Trussardi raggiungerà il break-even quest’anno con un fatturato di 25 milioni di euro. A dirlo è Alberto Racca, CEO di Miroglio Group, sul palco del 29° Pambianco-Pwc Fashion Summit tenutosi ieri mattina presso Palazzo Mezzanotte. Lo storico brand del levriero è infatti passato lo scorso marzo nelle mani del gruppo piemontese di Alba, che includeva già nel proprio parterre marchi tra cui Motivi, Elena Mirò, Oltre, Fiorella Rubino e Luisa Viola, ed è ora nel pieno di un processo di “ristrutturazione aziendale”.

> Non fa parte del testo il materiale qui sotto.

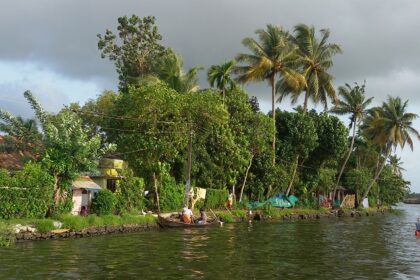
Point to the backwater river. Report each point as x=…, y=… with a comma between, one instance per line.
x=376, y=247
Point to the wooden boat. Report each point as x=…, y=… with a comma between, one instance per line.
x=170, y=220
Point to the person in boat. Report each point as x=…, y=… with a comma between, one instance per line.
x=229, y=202
x=187, y=216
x=203, y=217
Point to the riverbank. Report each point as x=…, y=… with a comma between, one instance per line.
x=68, y=226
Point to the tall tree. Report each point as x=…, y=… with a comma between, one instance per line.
x=316, y=60
x=220, y=75
x=273, y=55
x=21, y=134
x=396, y=165
x=135, y=50
x=389, y=126
x=68, y=147
x=352, y=102
x=169, y=69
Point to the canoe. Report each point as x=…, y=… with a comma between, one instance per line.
x=169, y=221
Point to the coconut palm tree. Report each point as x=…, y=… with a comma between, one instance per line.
x=271, y=56
x=352, y=102
x=219, y=75
x=389, y=126
x=395, y=162
x=316, y=60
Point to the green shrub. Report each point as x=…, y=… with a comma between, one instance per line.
x=215, y=198
x=95, y=221
x=171, y=194
x=44, y=225
x=129, y=196
x=76, y=223
x=5, y=238
x=103, y=203
x=111, y=220
x=26, y=194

Processo che il manager definisce di “progressive luxury” in linea con l’heritage e la storia del brand dando “a ogni pezzo un senso che affondi le radici nel know-how della maison ma che risuoni anche nella vita dei consumatori, che comprano Trussardi anche per la sua riconoscibilità”.
Per quanto riguarda l’offerta fashion del brand, sotto l’egida di Miroglio Group sembra essersi ampliata rispetto all’eredità storica di Trussardi che include anche il menswear. “Il posizionamento attuale di Trussardi – spiega Racca – è sull’uomo e sugli accessori da uomo e donna. Questo ci dà un’opportunità di diversificazione verso un settore che ha dinamiche diverse, anche dinamiche di evoluzione e cambiamento dell’offerta diversi.
Prosegue poi: “Ma ciò che ci ha spinti a investire su Trussardi prima ancora di questa diversificazione era proprio l’opportunità di investire in un brand che vantasse una grande credibilità, anche oltre la moda. Questo è stato il vero driver che ci ha spinto a interessarci al marchio”.
E guardando, invece, a un eventuale sbarco in Borsa, Racca si mostra possibilista, sebbene una quotazione non sia contemplata nell’orizzonte a breve-medio termine: “La nostra azienda è managerializzata e ha una corporate governance abbastanza matura. La scelta di andare in Borsa credo sia una scelta di allocazione dei capitali da parte degli azionisti e serva per un’eventuale ricerca di capitali. Al momento non ne abbiamo bisogno, ma non lo escludo andando avanti anche a seconda del nostro percorso di crescita”.
Sul fronte M&A, il player che ormai superato i 500 milioni di turnover si dice – dichiara Racca – “attento alle opportunità sul mercato, ma al momento focalizzato sul portare Trussardi più alto di quanto si trovi oggi”.